Clause 12
Fraud Bill [Lords]
5:15 pm

Dominic Grieve (Shadow Attorney General & Shadow Spokesman On Community Cohesion, Law Officers (Assist the Home Affairs Team); Beaconsfield, Conservative)
I find myself pipped to the post by the hon. Member for Somerton and Frome in rising so quickly to his feet, and I would not rise myself unless there were a further slight gloss to apply to precisely the same point I wanted to raise. I think that part of the answer to his question can be given; namely, that as a company can only commit an offence through its officers, it must follow that if the body corporate is going to commit the offence, someone in the body corporate must be acting dishonestly. That would normally be the person who would be seen to be consenting or conniving to the commission of the offence.

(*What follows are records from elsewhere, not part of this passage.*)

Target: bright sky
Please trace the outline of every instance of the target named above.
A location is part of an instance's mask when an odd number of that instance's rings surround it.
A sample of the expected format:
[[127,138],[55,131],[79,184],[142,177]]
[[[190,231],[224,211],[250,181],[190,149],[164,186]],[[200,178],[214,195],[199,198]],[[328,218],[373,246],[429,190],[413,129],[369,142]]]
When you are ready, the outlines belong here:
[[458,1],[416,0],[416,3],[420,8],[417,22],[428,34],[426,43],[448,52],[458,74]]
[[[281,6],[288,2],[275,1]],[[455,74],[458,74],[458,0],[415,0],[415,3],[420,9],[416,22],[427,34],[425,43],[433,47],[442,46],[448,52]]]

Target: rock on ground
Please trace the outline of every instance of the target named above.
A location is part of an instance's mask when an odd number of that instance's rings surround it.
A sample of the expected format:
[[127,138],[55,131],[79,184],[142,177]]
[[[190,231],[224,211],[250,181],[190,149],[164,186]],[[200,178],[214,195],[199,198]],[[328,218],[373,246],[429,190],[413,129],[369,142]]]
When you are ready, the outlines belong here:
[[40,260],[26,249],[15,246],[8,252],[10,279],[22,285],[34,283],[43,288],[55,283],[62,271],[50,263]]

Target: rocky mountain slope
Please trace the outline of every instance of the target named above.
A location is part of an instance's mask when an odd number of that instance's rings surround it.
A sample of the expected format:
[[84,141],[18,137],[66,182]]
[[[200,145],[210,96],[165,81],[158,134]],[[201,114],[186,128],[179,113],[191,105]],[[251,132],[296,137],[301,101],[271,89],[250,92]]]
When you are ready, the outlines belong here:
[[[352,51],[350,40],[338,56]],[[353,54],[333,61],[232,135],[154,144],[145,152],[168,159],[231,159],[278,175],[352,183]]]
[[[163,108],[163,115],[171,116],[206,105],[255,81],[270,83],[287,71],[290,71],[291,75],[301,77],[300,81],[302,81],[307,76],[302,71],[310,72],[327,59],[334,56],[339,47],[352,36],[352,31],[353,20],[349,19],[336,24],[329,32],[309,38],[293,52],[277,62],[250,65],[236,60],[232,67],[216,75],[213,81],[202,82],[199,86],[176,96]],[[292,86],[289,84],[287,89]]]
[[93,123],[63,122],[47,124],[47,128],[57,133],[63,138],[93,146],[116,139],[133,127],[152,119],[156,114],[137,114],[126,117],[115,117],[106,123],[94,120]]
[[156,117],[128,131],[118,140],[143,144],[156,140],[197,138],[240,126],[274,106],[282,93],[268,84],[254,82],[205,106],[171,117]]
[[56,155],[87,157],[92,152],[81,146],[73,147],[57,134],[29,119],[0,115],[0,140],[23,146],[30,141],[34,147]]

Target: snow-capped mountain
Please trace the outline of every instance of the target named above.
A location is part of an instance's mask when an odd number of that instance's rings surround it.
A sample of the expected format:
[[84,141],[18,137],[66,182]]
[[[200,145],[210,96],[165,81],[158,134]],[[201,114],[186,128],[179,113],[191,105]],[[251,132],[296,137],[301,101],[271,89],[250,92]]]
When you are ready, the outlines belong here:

But the nub, and maybe the point that the hon. Gentleman is getting at, is that it seems to me that it at least technically possible on the reading of clause 12—I am aware of its derivation; this has been around for rather a long time—for one to have a company where a body corporate commits an offence through the dishonesty of one of its directors, but with the consent of another of its directors who is not, himself, acting dishonestly. Technically, in such circumstances both of them would be convicted of the offence when the body corporate was convicted. If that is the case, it might be readily curable. However, the Solicitor-General might indicate that that is not necessary, or that if we were to try to cure it we would cause all sorts of other problems. However, that was what struck me about the clause as, I suspect, the main issue struck the hon. Member for Somerton and Frome.